Accelerating workloads with NVIDIA GPUs with Red Hat Device Edge#
Introduction#
Note
Developer Preview features are not supported with Red Hat production service level agreements (SLAs) and are not functionally complete. Red Hat does not advise using them in a production setting. Developer Preview features provide early access to upcoming product features, enabling customers to test functionality and provide feedback during the development process. These releases may not have any documentation, and testing is limited. Red Hat may provide ways to submit feedback on Developer Preview releases without an associated SLA.
Red Hat has released Red Hat Device Edge, which provides access to MicroShift. MicroShift offers the simplicity of single-node deployment with the functionality and services you need for computing in resource-constrained locations. You can have many deployments on different hosts, creating the specific system image needed for each of your applications. Installing MicroShift on top of your managed RHEL devices in hard-to-service locations also allows for streamlined over-the-air updates.
Red Hat Device Edge combines light-weight Kubernetes using MicroShift with Red Hat Enterprise Linux at the edge. MicroShift is a Kubernetes implementation derived from OpenShift, focusing on a minimal footprint. Red Hat Device Edge addresses the needs of bare metal, virtual, containerized, or kubernetes workloads deployed to resource constrained environments.

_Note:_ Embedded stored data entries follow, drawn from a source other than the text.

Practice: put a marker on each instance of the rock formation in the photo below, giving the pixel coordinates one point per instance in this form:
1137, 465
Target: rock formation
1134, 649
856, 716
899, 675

Perform the procedures on this page to enable workloads to use NVIDIA GPUs on an x86 system running Red Hat Device Edge.
Prerequisites#
Install MicroShift from an RPM package on the Red Hat Enterprise Linux 8.7 machine.
Verify an NVIDIA GPU is installed on the machine:
$ lspci -nnv | grep -i nvidia
Example Output
17:00.0 3D controller [0302]: NVIDIA Corporation GA100GL [A30 PCIe] [10de:20b7] (rev a1) Subsystem: NVIDIA Corporation Device [10de:1532]
Installing the NVIDIA GPU driver#
NVIDIA provides a precompiled driver in RPM repositories that implement the modularity mechanism. For more information, see Streamlining NVIDIA Driver Deployment on RHEL 8 with Modularity Streams.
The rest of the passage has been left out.